Prof Leonardi: It took to me ten years to convince the neurologists of Bologna to start the stroke treatment. Since one year we do thrombolysis with endovenous “general” administration of drugs. We did endoarterial dethrombosis with enzymes or mechanical clot retrieval only in very few cases. Now we are starting a research project for endoarterial dethrombosis with a new device. Stent intracranial is difficult and dangerous, there is the need for highly skilled neuroradiologists and an organization for fast diagnosis and fast angiography which is not yet ready in our hospital it will take some time, because the need of human resources and technological is high and we have enormous financial difficulties. We regularly perform intracranial stenting in aneurysms treatments.
Does stroke treatment in Europe differ?
Prof Leonardi: Yes, it does. There are countries like Denmark, UK, and Switzerland were the organization of stroke diagnosis and therapy is more advanced, In several countries there are Stroke Units organized with a large interdisciplinary team offering fast diagnosis and fast treatment with all the possible approaches. In Italy we have many Stroke Units, organized by neurologist, without an interdisciplinary approach and without the possibility of a full 24h/7d activity. In Bologna we had for many years a neurological Stroke Unit opened from 8 a.m. to 2 p.m.

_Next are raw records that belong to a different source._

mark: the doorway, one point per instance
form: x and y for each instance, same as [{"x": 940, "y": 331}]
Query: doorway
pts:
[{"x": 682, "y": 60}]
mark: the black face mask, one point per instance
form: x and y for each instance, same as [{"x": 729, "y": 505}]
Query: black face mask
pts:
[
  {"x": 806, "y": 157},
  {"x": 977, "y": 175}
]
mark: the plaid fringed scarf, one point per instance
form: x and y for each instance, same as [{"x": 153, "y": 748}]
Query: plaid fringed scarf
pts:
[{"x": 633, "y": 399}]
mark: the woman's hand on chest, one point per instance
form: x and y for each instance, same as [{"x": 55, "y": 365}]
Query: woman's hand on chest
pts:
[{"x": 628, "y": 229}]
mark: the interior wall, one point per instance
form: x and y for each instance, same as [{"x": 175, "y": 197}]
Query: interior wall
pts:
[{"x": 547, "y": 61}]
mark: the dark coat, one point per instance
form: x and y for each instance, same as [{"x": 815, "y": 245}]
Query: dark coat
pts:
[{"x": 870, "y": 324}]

The organizational problem is the most difficult followed by the need of a different mentality about emergency work, the kind of mentality that neurologist do not understand, because the usual activity of neurologists is far from the emergency room, they deal with difficult diagnosis, difficult pathology , most frequently needing a long work of examination. They are usually not men of action but thinking minds. Neurosurgeons think less and cut more, this is partially a joke, but certainly neurosurgeons have the perfect understanding of what means an emergency problem, as we, neuroradiologists, do too. Medical emergency physicians can also be in this kind of team with very good possibilities.
Please allow me to state that I am not criticizing neurologists or neurosurgeons. I spent all my professional life with them and can say they can be wonderful colleagues, our disciplines are strongly interconnected and we obtain the best results in working together, in a complementary interdisciplinary work, keeping our specificities and in a relationship based on mutual respect.